Anal Itching
Differential Diagnosis
Common Diagnoses
- Fungal Infection: Tinea, Thrush
- Threadworms
- Haemorrhoids
- Perianal Skin Tags
- Anal Fissure
Occasional Diagnoses
- Poor Hygiene
- Recurrent or Chronic Diarrhoea
- Perianal Warts
- Streptococcal Perianal Infection in Children
- Trauma from Sexual Practices: Anal Intercourse and Foreign Body Insertion
- Faecal Incontinence, Including Liquid Faecal Seepage Round Impacted Stool
- Psoriasis
- Secondary to Underlying Diabetes
- Anorectal Carcinoma
- Chemical Irritation: Defaecation after a Very Spicy Meal (Commonly Experienced, Rarely Presented in Practice), Bubble Baths, Soaps, Sexual Lubricants
Rare Diagnoses
- Irritation from Perineal Decorative Body Piercing (the ‘Guiche’)
- Lichen Sclerosus et Atrophicus (Affects 1 in 100 Women, 3 in 10 of these Have Anal Symptoms)
- Crohn’s Disease (Anal/Perianal Fistula)
- Rectovaginal Fistula
- Rectal Prolapse
- Any Other Cause of Rectal Discharge or Anal Swellings
- Any Serious Cause of Generalised Pruritus – See Chapter on Anal Itching. Rare Here because Pruritus Ani is Unlikely to be a Presenting Complaint
- STDs, e.g. Syphilis, Gonorrhoea, Chlamydia
Ready Reckoner
Key distinguishing features of the most common diagnoses
Fungal infection | Threadworms | Haemorrhoids | Skin Tags | Fissure | |
---|---|---|---|---|---|
Rectal Bleeding | No | Possible | Possible | No | Yes |
Markedly Worse at Night | Possible | Yes | Possible | Possible | No |
Complains of Lump | No | No | Possible | Possible | No |
Rectal Discharge | No | No | Possible | No | Possible |
Painful Defaecation | No | No | Possible | No | Yes |
Possible Investigations
Likely:None
Possible:Skin swab, FBC, ESR, fasting glucose or HbA1c, proctoscopy
Small Print:None
- In general, unless there are obvious pointers to other more serious disease, investigations would usually only follow after failure of empirical treatment.
- Skin swab for bacteriology may help identify local infection.
- FBC, ESR: May be helpful if Crohn’s disease is suspected, but only as an adjunct to referral as the appropriate management
- Fasting glucose or HbA1c is essential in recurrent or prolonged cases to exclude diabetes.
- Proctoscopy is quick to do in general practice and can yield valuable information if there is an underlying rectal cause.
Top Tips
- Most patients will have attempted self-treatment before presenting in the surgery. This may not always have been appropriate, and could have made the problem worse.

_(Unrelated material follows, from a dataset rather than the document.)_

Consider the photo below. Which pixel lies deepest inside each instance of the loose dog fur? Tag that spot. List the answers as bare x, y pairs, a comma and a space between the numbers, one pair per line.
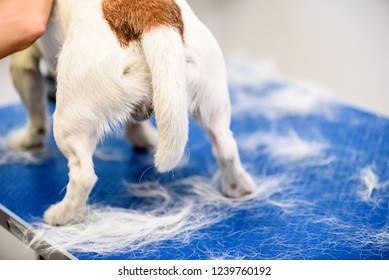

- Unless you are absolutely sure of an obvious cause, it is wise to perform a digital rectal examination to look for rectal causes
- Perianal warts imply a sexually transmitted disease contact. Refer to GUM clinic for contact tracing and treatment.
- Anal itching is often associated with soreness. If it precludes a rectal examination but there is no obvious primary anal cause for itching, treat symptomatically and bring the patient back to complete the assessment when more comfortable to do so. The patient is unlikely to want to return for this without understanding a clear explanation of why it is necessary
Red Flags
- Four percent of women with lichen sclerosus et atrophicus go on to develop vulval cancer. Refer if the vulva is affected, or if treatment fails
- Refer any suspicious anal lesion for biopsy.
- Be confident to ask about recent sexual encounters and sexual practices if possibly relevant. Sexual history may be important.